Testing the Rate Limiter

Restart the server if it's not already running:

uvicorn main:app --reload

Manual Testing with curl

Manual testing with curl is useful during development when you want to quickly verify that your middleware is working. A single request lets you confirm that the rate limit headers are present, the values are correct, and one token is consumed as expected.

This approach is fast and requires no additional setup, making it ideal for spot-checking your configuration after making changes.

Send a single request and inspect the response:

curl -i http://127.0.0.1:8000/data

You should see a 200 response with headers like:

HTTP/1.1 200 OK
x-ratelimit-limit: 10
x-ratelimit-remaining: 9
x-ratelimit-reset: 1739836801

Automated Burst Test

While curl confirms that the rate limiter is active, it can't verify that the limiter actually blocks requests when the bucket is empty. For that, you need to send requests faster than the refill rate and observe the 429 responses. An automated burst test is essential before deploying to production, after changing your bucket parameters, or when you need to verify both the blocking and refill behavior.

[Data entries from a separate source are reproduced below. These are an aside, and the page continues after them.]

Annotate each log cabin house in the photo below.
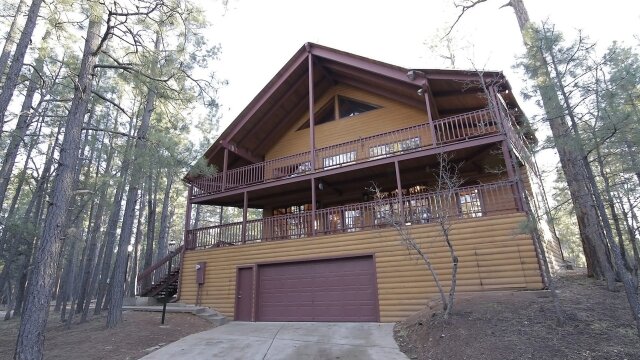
[138,43,560,322]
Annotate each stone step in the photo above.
[122,303,228,326]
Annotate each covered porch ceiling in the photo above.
[195,143,504,209]
[186,43,524,181]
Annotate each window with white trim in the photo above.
[322,151,356,170]
[369,136,420,159]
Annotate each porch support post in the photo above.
[183,185,196,249]
[242,191,249,244]
[490,84,504,133]
[222,148,229,191]
[502,140,524,211]
[307,48,316,171]
[422,80,436,146]
[393,160,405,219]
[311,178,318,236]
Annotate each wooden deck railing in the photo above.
[187,181,522,249]
[192,109,516,198]
[136,245,184,295]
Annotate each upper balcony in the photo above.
[191,103,532,202]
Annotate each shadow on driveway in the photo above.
[142,322,407,360]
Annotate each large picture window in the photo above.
[458,189,482,217]
[298,95,380,130]
[369,136,420,159]
[322,151,356,170]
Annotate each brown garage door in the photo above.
[257,256,378,321]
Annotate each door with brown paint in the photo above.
[235,267,253,321]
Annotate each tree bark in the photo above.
[77,132,118,322]
[143,174,156,287]
[0,0,24,78]
[14,123,62,316]
[13,14,102,360]
[0,0,42,137]
[156,170,173,259]
[128,191,146,296]
[508,0,615,290]
[107,32,161,328]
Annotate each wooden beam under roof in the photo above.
[220,140,263,164]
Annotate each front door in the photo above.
[235,267,253,321]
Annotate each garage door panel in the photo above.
[258,257,378,321]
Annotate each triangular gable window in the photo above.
[338,96,380,119]
[298,95,380,130]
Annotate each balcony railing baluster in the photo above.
[187,180,519,249]
[192,104,529,199]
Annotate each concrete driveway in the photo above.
[142,322,407,360]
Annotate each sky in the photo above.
[201,0,640,181]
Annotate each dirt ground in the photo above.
[394,272,640,360]
[0,311,212,360]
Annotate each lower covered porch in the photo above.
[185,180,523,250]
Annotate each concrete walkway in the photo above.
[142,322,407,360]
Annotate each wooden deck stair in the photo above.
[136,245,184,299]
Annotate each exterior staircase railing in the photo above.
[136,245,184,296]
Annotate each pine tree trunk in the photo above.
[156,170,173,259]
[76,133,118,322]
[107,32,160,328]
[0,0,24,79]
[0,31,49,211]
[93,150,130,315]
[509,0,615,290]
[14,122,62,316]
[142,175,156,288]
[128,191,146,296]
[13,14,102,360]
[0,0,42,135]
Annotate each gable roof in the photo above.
[186,43,519,179]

Create a file called test_ratelimit.py in your project directory:

import requests
import time


def test_burst():
    """Send 15 rapid requests to trigger the rate limit."""
    url = "http://127.0.0.1:8000/data"
    results = []

    for i in range(15):
        response = requests.get(url)
        remaining = response.headers.get("X-RateLimit-Remaining", "N/A")
        results.append((i + 1, response.status_code, remaining))
        print(f"Request {i+1:2d} | Status: {response.status_code} | Remaining: {remaining}")

    print()

    allowed = sum(1 for _, status, _ in results if status == 200)
    blocked = sum(1 for _, status, _ in results if status == 429)
    print(f"Allowed: {allowed}, Blocked: {blocked}")


def test_refill():
    """Exhaust tokens, wait for a refill, then confirm requests succeed again."""
    url = "http://127.0.0.1:8000/data"

    print("\n--- Exhausting tokens ---")
    for i in range(12):
        response = requests.get(url)
        print(f"Request {i+1:2d} | Status: {response.status_code}")

    print("\n--- Waiting 3 seconds for refill ---")
    time.sleep(3)

    print("\n--- Sending requests after refill ---")
    for i in range(5):
        response = requests.get(url)
        remaining = response.headers.get("X-RateLimit-Remaining", "N/A")
        print(f"Request {i+1:2d} | Status: {response.status_code} | Remaining: {remaining}")

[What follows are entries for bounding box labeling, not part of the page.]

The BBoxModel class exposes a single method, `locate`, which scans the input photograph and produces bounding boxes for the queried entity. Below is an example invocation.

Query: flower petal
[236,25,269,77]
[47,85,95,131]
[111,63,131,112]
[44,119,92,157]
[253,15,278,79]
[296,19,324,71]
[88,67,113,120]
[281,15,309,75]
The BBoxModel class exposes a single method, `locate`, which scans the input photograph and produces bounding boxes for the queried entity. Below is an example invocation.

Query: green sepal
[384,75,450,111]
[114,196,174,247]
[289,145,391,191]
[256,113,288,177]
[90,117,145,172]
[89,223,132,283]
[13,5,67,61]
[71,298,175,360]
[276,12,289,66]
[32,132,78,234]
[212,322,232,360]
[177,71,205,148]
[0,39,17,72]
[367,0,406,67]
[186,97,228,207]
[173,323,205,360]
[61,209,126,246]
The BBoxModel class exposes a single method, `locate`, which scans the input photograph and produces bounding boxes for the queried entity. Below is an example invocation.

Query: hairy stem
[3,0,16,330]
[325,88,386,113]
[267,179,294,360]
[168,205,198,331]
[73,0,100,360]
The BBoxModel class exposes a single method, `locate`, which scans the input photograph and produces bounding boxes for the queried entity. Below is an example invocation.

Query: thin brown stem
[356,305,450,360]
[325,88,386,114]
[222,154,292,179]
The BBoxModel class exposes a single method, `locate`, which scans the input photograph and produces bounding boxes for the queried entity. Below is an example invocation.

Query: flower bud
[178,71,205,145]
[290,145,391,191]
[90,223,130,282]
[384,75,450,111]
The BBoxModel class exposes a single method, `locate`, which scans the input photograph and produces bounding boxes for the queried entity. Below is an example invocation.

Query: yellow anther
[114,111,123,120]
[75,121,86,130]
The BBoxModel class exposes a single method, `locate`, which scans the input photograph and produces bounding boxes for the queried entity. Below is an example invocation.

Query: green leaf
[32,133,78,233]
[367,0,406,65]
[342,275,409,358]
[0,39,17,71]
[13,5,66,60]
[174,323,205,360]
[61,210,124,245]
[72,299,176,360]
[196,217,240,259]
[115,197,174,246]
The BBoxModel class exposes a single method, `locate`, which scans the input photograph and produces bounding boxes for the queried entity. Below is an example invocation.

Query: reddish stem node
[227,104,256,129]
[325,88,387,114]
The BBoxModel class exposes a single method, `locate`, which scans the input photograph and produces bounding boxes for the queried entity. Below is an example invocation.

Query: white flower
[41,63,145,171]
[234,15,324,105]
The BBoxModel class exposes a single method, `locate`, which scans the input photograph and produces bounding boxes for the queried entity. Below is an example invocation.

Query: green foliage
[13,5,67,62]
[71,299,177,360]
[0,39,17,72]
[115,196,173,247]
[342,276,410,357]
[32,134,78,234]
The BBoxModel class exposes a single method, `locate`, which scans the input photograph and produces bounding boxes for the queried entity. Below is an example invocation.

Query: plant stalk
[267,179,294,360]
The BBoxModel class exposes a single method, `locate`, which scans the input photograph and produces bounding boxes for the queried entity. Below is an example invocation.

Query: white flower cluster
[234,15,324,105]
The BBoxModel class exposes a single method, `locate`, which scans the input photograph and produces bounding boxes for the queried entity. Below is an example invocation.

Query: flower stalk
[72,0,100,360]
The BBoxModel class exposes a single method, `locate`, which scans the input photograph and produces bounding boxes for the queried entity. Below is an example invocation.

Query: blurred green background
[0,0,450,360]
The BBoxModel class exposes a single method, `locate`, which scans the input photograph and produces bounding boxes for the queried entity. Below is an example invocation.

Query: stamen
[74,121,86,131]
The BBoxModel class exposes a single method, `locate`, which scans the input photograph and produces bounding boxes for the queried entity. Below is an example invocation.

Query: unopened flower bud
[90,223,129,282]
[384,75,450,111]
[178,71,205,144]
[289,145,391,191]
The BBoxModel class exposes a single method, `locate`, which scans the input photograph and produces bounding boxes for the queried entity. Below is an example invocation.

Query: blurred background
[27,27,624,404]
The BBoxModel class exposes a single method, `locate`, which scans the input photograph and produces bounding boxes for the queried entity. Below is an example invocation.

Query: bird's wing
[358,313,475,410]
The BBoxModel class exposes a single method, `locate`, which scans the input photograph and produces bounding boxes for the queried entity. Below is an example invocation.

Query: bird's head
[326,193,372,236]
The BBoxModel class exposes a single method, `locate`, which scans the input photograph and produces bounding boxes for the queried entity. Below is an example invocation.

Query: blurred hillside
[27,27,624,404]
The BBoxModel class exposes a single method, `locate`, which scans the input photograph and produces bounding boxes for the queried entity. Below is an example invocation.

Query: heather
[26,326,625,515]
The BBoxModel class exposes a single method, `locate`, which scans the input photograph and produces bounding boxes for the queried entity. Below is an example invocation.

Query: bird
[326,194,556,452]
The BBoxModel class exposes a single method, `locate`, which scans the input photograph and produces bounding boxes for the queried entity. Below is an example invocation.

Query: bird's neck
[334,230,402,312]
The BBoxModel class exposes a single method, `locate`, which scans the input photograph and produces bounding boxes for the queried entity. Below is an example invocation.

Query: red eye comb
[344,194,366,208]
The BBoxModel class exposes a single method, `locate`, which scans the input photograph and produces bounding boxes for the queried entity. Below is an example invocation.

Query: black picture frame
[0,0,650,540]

if __name__ == "__main__":
    print("=== Burst Test ===")
    test_burst()

    # Allow bucket to refill before next test
    time.sleep(6)

    print("\n=== Refill Test ===")
    test_refill()

Install the requests library if you don't have it:

pip install requests

Run the test:

python test_ratelimit.py

You should see output similar to:

=== Burst Test ===
Request  1 | Status: 200 | Remaining: 9
Request  2 | Status: 200 | Remaining: 8
Request  3 | Status: 200 | Remaining: 7
...
Request 10 | Status: 200 | Remaining: 0
Request 11 | Status: 429 | Remaining: 0
Request 12 | Status: 429 | Remaining: 0
...
Request 15 | Status: 429 | Remaining: 0

Allowed: 10, Blocked: 5

The first 10 requests succeed (one token each from the full bucket). Requests 11 through 15 are rejected because the bucket is empty. The refill test then confirms that after waiting, tokens reappear and requests succeed again.

Note: The exact split between allowed and blocked requests may vary slightly due to timing. Tokens may refill between rapid requests. This is expected behavior.

Where Rate Limiting Fits in Your Architecture

The implementation in this tutorial runs inside your application process, which is the simplest approach and works well for single-instance deployments. In larger systems, rate limiting typically appears at multiple layers:

API gateway level (NGINX, Kong, Traefik, Envoy): A coarse global rate limit applied to all traffic before it reaches your application. This protects against large-scale abuse and DDoS.
Application level (this tutorial): Fine-grained per-user or per-endpoint limits inside your service. This is useful for enforcing different quotas on different API tiers.
Both: Many production systems combine a gateway-level global limiter with an in-app per-user limiter. The gateway catches the flood and the application enforces business rules.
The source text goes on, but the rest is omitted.